É política em estado bruto encravada num lugar ermo do sertão que acolhe até mesmo a sóbria Sônia Braga num clima de puro terror.

Nossa história

Finalmente, depois de muito querer, assiti ao celebradíssimo “Bacurau“, de Kleber Mendonça Filho e Juliano Dorneles. Um filme de fazer a gente quase nem mudar de posição na poltrona, mesmo sentindo o desconforto. Intrigante, instigante, cheio de suspense, violento, inteligente, dinâmico e porque não dizer, catártico!

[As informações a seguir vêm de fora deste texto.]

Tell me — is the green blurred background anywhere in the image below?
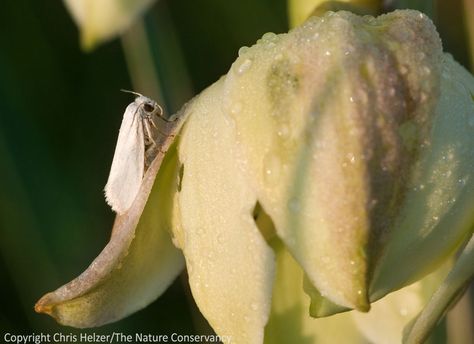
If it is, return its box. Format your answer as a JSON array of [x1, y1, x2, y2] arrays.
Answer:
[[0, 0, 470, 341]]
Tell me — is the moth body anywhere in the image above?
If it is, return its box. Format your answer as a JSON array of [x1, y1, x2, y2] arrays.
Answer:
[[104, 94, 163, 214]]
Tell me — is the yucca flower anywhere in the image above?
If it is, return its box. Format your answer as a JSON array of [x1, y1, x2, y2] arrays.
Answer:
[[36, 11, 474, 344]]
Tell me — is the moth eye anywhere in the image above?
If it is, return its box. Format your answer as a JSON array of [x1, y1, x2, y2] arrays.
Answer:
[[143, 103, 155, 112]]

Pelo menos, para mim é sempre libertador ver o lado mais fraco tomando consciência do drama que o envolve e reagindo. A história mostra um povoado no meio do nada, ainda que seja no estado do Pernambuco, que aparenta ter sido escolhido para ser a arena de diversão doentia dos donos do mundo. Uma história de contradições muito nossas: miséria, divisão, preconceitos, cumplicidades e violência. Mas também afeto, ternura, amor e força de organização.

Tecnologia

Nos primeiros quinze minutos do filme não conseguia entender o papel da tecnologia naquele ambiente. O celular funciona, naquele ermo, melhor do que com o wifi lá de casa. Aí, uma voz dentro de mim repreendeu: “é um símbolo, idiota!” E faz todo o sentido porque é exatamente a força que defende e que ataca, o instrumento da união e da morte. Um espécie de fio que perpassa o destino de quem ataca e de quem se defende. O artifício de quem engana e a força de quem luta para sobreviver. O retrato do nosso cotidiano em todo o canto desse mundo, nos tempos atuais. Quando aparece um disco voador achei que a coisa simbólica ia me complicar, mas aí um personagem disse que era um “drone”, então me dei conta que o buraco era mais embaixo.

Inglês

A maior parte do filme exige que se leia a legenda porque estão lá atores americanos apenas caprichando no falar para nos ajudar. Outro símbolo fortíssimo. E eu que fiquei esperando a Sônia Braga falar inglês, porque sei que ela é boa nisso, fiquei na mão. Ainda assim tem brasileiro falando outra língua e querendo ser “white people”. Que lástima. É tão verdadeiro aquele jeito de querer ser como os norte-americanos refletido no filme. Dá pena ver aquilo. É repugnante tanto quanto para aos estrangeiros que se entreolham, no deboche. Mas, a língua diz muito mais do que nos é apresentado como bom e justo e, no fim, nos custa simplesmente a vida. Nesse contexto, o racismo não poupa nem o chefe dos estrangeiros que é um alemão que quer ser mais dono do idioma do que os outros.

Política

O símbolo ou os símbolos que parecem dar senso à história estão na esfera da política. É por isso que esse filme tem incomodado tanto. A minha voz mal-educada disse: “é tudo política, idiota!”. Ando muito mal acostumado. O filme pode ser dissecado parte por parte e em todos os símbolos caberão a palavra “política”. Desde o sujeitinho ridículo de botas e cabelinho penteado de lado que fala num megafone até a frase final pronunciada por um homem totalmente coerente. Eu não vou dar spoiler, porque impediria que você pudesse ter a riqueza da visão que eu tive. Um filme incrível. Quero até ler algumas críticas feitas por quem entende para degustar ainda mais essa experiência que fiz encostado no sofá da casa da minha irmã.